16 Zijt gij gekomen tot aan de oorsprongen der zee, en hebt gij in het onderste des afgronds gewandeld?

17 Zijn u de poorten des doods ontdekt, en hebt gij gezien de poorten van de schaduw des doods?

18 Zijt gij met uw verstand gekomen tot aan de breedte der aarde? Geef het te kennen, indien gij dit alles weet.

19 Waar is de weg, daar het licht woont?

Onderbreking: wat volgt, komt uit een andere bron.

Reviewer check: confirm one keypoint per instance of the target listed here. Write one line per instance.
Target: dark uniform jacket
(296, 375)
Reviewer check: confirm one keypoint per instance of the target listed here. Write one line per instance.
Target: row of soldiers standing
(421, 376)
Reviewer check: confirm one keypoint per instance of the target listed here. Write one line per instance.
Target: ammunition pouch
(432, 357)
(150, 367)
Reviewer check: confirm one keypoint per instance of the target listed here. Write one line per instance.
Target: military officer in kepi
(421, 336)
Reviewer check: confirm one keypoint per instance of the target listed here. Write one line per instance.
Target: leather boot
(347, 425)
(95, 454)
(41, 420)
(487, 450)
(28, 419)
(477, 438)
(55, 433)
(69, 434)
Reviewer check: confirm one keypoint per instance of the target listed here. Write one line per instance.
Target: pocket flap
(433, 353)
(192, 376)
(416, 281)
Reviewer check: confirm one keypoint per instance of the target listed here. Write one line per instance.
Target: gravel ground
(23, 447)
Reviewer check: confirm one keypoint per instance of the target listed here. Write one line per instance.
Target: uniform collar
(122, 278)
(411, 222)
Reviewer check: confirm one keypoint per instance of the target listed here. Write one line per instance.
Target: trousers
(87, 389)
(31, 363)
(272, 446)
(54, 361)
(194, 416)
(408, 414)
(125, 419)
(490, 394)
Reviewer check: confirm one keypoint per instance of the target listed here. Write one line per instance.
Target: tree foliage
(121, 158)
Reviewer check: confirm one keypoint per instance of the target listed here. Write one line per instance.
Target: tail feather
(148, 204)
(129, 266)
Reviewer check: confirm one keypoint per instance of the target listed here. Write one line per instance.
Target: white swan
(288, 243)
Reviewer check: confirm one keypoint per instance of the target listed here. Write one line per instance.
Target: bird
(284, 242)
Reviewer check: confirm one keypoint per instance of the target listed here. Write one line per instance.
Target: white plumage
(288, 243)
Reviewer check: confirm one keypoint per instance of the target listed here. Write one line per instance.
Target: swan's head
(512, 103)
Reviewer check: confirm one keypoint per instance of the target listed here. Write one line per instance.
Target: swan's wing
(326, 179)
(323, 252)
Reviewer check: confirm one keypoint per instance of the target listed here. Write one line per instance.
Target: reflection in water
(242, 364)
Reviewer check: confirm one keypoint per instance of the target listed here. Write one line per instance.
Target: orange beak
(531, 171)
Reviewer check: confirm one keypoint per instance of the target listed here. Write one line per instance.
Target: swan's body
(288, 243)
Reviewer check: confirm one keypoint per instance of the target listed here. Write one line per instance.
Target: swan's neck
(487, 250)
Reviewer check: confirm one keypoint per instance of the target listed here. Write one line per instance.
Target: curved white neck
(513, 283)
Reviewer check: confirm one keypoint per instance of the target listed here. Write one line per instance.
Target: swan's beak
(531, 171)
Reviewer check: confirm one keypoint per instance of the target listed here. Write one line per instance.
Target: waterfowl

En de duisternis, waar is haar plaats?

20 Dat gij dat brengen zoudt tot zijn pale, en dat gij merken zoudt de paden zijns huizes?

21 Gij weet het, want gij waart toen geboren, en uw dagen zijn veel in getal.

22 Zijt gij gekomen tot de schatkameren der sneeuw, en hebt gij de schatkameren des hagels gezien?

23 Dien Ik ophoude tot den tijd der benauwdheid, tot den dag des strijds en des oorlogs!

24 Waar is de weg, daar het licht verdeeld wordt, en de oostenwind zich verstrooit op de aarde?

25 Wie deelt voor den stortregen een waterloop uit, en een weg voor het weerlicht der donderen?

26 Om te regenen op het land, waar niemand is, op de woestijn, waarin geen mens is;

27 Om het woeste en het verwoeste te verzadigen, en om het uitspruitsel der grasscheutjes te doen wassen.

28 Heeft de regen een vader, of wie baart de druppelen des dauws?

29 Uit wiens buik komt het ijs voort, en wie baart den rijm des hemels?

30 Als met een steen verbergen zich de wateren, en het vlakke des afgrond wordt omvat.

31 Kunt gij de liefelijkheden van het Zevengesternte binden, of de strengen des Orions losmaken?

32 Kunt gij de Mazzaroth voortbrengen op haar tijd, en den Wagen met zijn kinderen leiden?

33 Weet gij de verordeningen des hemels, of kunt gij deszelfs heerschappij op de aarde bestellen?

34 Kunt gij uw stem tot de wolken opheffen, opdat een overvloed van water u bedekke?

35 Kunt gij de bliksemen uitlaten, dat zij henenvaren, en tot u zeggen: Zie, hier zijn wij?

36 Wie heeft de wijsheid in het binnenste gezet? Of wie heeft den zin het verstand gegeven?

37 Wie kan de wolken met wijsheid tellen, en wie kan de flessen des hemels nederleggen?

38 Als het stof doorgoten is tot vastigheid, en de kluiten samenkleven?